No-Machine Milo Ice Cream

To get a little geeky on food, I’ll explain briefly about ice-cream churns and what ice-cream essentially is, that way you’ll see why I have no time to churn my own ice-cream. And why you don’t either.

Ice-cream is essentially a custard, (eggs, milk, sugar, cornflour) a cooked custard that’s solidified while being beaten about. Why you can’t just freeze the damn thing in a box without the “super-freezed” nitrogen core is because the water content in the mix will freeze into ice and you get a giant popsicle instead of smooth creamy goodness.

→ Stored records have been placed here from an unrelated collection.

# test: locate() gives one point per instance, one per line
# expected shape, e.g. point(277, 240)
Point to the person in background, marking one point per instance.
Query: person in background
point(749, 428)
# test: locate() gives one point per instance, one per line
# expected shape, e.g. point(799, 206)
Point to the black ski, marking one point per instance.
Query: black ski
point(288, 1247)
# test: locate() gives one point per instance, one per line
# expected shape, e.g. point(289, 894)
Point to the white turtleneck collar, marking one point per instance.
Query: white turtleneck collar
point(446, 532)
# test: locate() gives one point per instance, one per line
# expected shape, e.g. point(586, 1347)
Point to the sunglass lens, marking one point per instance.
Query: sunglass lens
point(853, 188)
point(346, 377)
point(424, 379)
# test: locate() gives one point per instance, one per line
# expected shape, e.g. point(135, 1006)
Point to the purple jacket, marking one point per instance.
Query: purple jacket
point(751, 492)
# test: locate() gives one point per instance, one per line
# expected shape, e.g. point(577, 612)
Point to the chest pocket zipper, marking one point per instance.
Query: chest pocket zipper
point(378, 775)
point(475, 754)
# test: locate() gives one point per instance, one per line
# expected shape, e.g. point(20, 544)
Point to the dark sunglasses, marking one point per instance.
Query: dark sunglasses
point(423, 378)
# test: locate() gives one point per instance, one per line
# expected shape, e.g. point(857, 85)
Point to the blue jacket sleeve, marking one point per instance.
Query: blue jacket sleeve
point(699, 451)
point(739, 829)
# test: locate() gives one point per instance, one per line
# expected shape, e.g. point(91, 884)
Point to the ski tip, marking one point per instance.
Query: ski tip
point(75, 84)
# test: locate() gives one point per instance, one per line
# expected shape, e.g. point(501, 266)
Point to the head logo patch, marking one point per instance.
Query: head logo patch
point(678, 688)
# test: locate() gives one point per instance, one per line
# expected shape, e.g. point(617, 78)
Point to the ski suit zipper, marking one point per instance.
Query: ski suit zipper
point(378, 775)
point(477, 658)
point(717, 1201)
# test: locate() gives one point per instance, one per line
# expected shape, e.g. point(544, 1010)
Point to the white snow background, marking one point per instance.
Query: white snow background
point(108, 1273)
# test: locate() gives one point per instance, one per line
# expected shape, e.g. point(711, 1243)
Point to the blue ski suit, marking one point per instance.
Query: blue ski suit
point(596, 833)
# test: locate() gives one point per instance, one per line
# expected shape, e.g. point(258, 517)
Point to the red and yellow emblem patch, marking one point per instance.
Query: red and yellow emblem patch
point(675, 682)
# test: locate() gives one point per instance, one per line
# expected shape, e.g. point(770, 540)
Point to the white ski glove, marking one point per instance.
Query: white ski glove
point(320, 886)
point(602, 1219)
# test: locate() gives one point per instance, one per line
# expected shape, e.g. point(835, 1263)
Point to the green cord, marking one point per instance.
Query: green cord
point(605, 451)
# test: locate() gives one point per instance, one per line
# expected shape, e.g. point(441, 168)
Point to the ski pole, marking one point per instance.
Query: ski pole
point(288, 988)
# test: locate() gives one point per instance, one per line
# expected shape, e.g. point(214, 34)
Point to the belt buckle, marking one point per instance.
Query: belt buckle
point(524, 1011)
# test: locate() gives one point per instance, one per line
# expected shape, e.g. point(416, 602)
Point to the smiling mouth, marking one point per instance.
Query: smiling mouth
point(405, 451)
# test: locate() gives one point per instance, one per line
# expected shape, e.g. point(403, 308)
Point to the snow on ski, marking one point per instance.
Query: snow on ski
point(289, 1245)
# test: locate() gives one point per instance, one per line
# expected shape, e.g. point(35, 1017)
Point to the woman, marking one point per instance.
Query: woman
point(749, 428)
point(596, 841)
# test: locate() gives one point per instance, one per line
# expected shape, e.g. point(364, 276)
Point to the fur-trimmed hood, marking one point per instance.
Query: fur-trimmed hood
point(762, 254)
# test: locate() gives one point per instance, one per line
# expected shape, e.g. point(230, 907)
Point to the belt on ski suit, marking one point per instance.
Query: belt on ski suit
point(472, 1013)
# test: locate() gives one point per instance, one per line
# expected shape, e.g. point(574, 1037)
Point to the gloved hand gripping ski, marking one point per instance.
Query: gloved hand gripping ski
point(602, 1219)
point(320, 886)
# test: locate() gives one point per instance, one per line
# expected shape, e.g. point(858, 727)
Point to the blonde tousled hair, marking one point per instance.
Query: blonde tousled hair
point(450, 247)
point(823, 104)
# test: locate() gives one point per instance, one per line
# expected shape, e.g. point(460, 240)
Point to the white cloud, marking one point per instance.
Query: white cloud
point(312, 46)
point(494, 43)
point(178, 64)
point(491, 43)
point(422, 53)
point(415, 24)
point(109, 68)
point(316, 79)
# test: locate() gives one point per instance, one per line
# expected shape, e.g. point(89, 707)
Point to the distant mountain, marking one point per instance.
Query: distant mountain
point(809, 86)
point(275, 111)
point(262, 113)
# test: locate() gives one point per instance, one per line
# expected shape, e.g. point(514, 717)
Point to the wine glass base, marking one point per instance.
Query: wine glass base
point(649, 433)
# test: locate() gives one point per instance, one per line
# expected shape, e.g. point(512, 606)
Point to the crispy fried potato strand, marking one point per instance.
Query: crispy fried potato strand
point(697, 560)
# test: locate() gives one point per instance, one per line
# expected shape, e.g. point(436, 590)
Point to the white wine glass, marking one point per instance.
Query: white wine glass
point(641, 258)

So, now that that’s clear. ICE-CREAM.

Ingredients:

3 egg yolks

35g sugar

30g flour/cornstarch

1/2 vanilla pod/ 1 tsp vanilla paste

1 cup of milo (to taste)

1 cup of milk

1 cup of heavy cream

Blanch yolks with sugar and thickening agent while bringing milk, half the cream and vanilla to a simmer in a pot. Don’t let it boil!

Temper egg mix with milk mix and then cook everything in the same pot over a very low, slow heat. The process is also very low and slow. Add your Milo and stir to dissolve.

Usually instructions are to cook till nappe, but since there is no churning, go a little further and cook to a loose custard. Let cool then whip up the remaining cream and fold in. Pour into a container and knock it a few times to release bubbles. Now refrigerate and wait.